Method 1): Use an existing config file that includes the first three formant frequencies

We start with instantiating the main extractor class, Smile, with a configuration that includes formants. The GeMAPSv01b features set has been derived from the GeMAPS feature set

smile = opensmile.Smile(
feature_set=opensmile.FeatureSet.GeMAPSv01b,
feature_level=opensmile.FeatureLevel.LowLevelDescriptors,
)

Extract this for our test sentence, out comes a pandas dataframe

result_df = smile.process_file(testfp)
print(result_df.shape)

Now use only the three center formant frequencies

centerformantfreqs = [‘F1frequency_sma3nz’, ‘F2frequency_sma3nz’, ‘F3frequency_sma3nz’]
formant_df = result_df[centerformantfreqs]
formant_df.head()

This should be your ouput: per frame three values: the center frequencies of the formants:

.

Method 2): Write your own config file

The documentation for opensmile config files is here.
Most often it is probably easier to look at an existing config file and copy/paste the components you need.

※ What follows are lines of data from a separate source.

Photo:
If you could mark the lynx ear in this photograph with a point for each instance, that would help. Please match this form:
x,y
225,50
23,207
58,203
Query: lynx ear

You could edit the opensmile config in a string:

formant_conf_str = '''
[componentInstances:cComponentManager]
instance[dataMemory].type=cDataMemory

;;; default source
[componentInstances:cComponentManager]
instance[dataMemory].type=cDataMemory

;;; source

\{\cm[source{?}:include external source]}

;;; main section

[componentInstances:cComponentManager]
instance[framer].type = cFramer
instance[win].type = cWindower
instance[fft].type = cTransformFFT
instance[resamp].type = cSpecResample
instance[lpc].type = cLpc
instance[formant].type = cFormantLpc

[framer:cFramer]
reader.dmLevel = wave
writer.dmLevel = frames
copyInputName = 1
frameMode = fixed
frameSize = 0.025000
frameStep = 0.010000
frameCenterSpecial = left
noPostEOIprocessing = 1

[win:cWindower]
reader.dmLevel=frames
writer.dmLevel=win
winFunc=gauss
gain=1.0

[fft:cTransformFFT]
reader.dmLevel=win
writer.dmLevel=fft

[resamp:cSpecResample]
reader.dmLevel=fft
writer.dmLevel=outpR
targetFs = 11000

[lpc:cLpc]
reader.dmLevel=outpR
writer.dmLevel=lpc
p=11
method=acf
lpGain=1
saveLPCoeff=1
residual=0
forwardFilter=0
lpSpectrum=0
lpSpecBins=128

[formant:cFormantLpc]
reader.dmLevel=lpc
writer.dmLevel=formant
saveIntensity=1
saveBandwidths=0
maxF=5500.0
minF=50.0
nFormants=3
useLpSpec=0
medianFilter=0
octaveCorrection=0

;;; sink

\{\cm[sink{?}:include external sink]}
'''

which you can save as a config file:

with open('formant.conf', 'w') as fp:
    fp.write(formant_conf_str)

Now we reinstantiate our smile object with the custom config

smile = opensmile.Smile(
    feature_set=’formant.conf’,
    feature_level=’formant’,
)

and extract again

formant_df_2 = smile.process_file(testfp)
formant_df_2.head()

Voila! The output is should be similar to the one you got with the first method.